Prep time 10 minutes Cook time 10 minutes Makes 8 sandwiched cookies

You can, of course, make all one flavour if you prefer, so don’t divide the cookie dough when it’s mixed and add either double the raisins or double the cocoa depending on which you have chosen

Preheat oven to 160ºC fan-assisted

  • 1 large egg, lightly beaten
  • 250g sunbutter (I used Eskal Freenut Butter Smooth)
  • 1 tsp vanilla extract
  • 60ml maple syrup (honey or golden syrup may also work here)
  • 25g gluten-free oat flour (I used Bob’s Red Mill)
  • ¼ tsp bicarbonate of soda
  • 30g raisins (or 60g if making all raisin cookies)
  • 1 tbsp cocoa powder (or 2 tbsp if making all chocolate cookies)
  • marshmallow fluff for filling (or alternative – buttercream, or ice cream if you doubled your cookie size would probably work)

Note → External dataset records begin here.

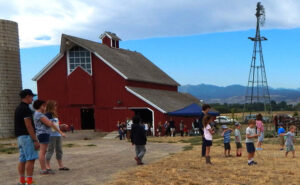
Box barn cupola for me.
[100,31,121,48]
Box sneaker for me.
[47,169,55,174]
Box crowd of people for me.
[15,89,69,185]
[127,104,296,166]
[15,89,296,185]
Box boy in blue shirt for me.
[278,123,285,150]
[222,125,232,157]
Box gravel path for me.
[0,134,184,185]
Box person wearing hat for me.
[222,125,232,157]
[14,89,40,185]
[277,123,285,150]
[234,122,242,157]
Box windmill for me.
[243,2,272,118]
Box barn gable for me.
[33,34,179,86]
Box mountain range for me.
[179,84,300,104]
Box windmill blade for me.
[259,5,266,26]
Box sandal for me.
[59,167,70,171]
[40,170,49,175]
[47,169,55,174]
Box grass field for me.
[108,137,300,185]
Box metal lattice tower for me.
[244,2,272,115]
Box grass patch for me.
[83,137,91,140]
[85,144,97,146]
[63,143,78,148]
[183,145,194,151]
[168,141,177,143]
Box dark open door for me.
[81,108,95,130]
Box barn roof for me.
[33,34,179,86]
[100,31,122,40]
[126,86,200,113]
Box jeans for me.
[135,145,146,160]
[202,136,206,157]
[46,136,63,161]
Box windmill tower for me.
[244,2,272,118]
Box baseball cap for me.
[221,125,228,129]
[19,89,36,98]
[234,122,241,126]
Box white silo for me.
[0,19,22,138]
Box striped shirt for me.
[224,130,232,143]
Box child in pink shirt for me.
[256,114,264,150]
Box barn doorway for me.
[129,107,155,135]
[81,108,95,130]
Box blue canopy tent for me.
[168,103,220,117]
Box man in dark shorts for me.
[15,89,39,185]
[199,104,210,157]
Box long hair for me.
[46,100,58,118]
[202,114,212,128]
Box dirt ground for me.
[107,141,300,185]
[0,132,186,185]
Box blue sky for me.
[21,29,300,92]
[0,0,300,90]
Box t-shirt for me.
[204,124,212,141]
[179,123,183,130]
[33,111,51,135]
[170,121,175,128]
[224,130,232,143]
[199,112,205,135]
[15,102,34,137]
[277,127,285,135]
[45,113,61,137]
[256,120,264,133]
[285,132,295,146]
[127,120,132,130]
[234,129,242,143]
[246,127,255,143]
[144,124,149,131]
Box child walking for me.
[246,119,258,166]
[45,100,69,171]
[234,122,242,157]
[33,100,66,174]
[222,125,232,157]
[203,115,214,164]
[277,123,285,150]
[130,116,147,165]
[285,125,296,158]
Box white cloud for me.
[0,0,300,47]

In a large bowl lightly beat the egg, and then add the sunbutter, vanilla, and maple syrup.  Mix together well and sprinkle over the flour and bicarbonate of soda.  Stir again and then divide your mixture into two bowls if making the two flavours (I did this by weighing the total dough in another bowl, and then transferring half back to the original bowl).  Sprinkle the raisins into one bowl and mix together.  Sprinkle the cocoa into the other bowl and mix together.  Taking two baking trays, roll your cookies into 8 a walnut-sized balls per flavour in your hand and space out evenly on the trays.  Use a fork to flatten the balls into a biscuit shape as they do not spread much on cooking.  Bake for 10 minutes, allow to cool on the trays for another 5 minutes, and then transfer to a wire rack until completely cold.  Take spoonfuls of marshmallow fluff and cover the underneath of each cookie.  Then sandwich them together in pairs and serve.  Do this right before you serve them because the fluff will run out, and only stays between the cookies for a relatively short time.  Eat up quick then!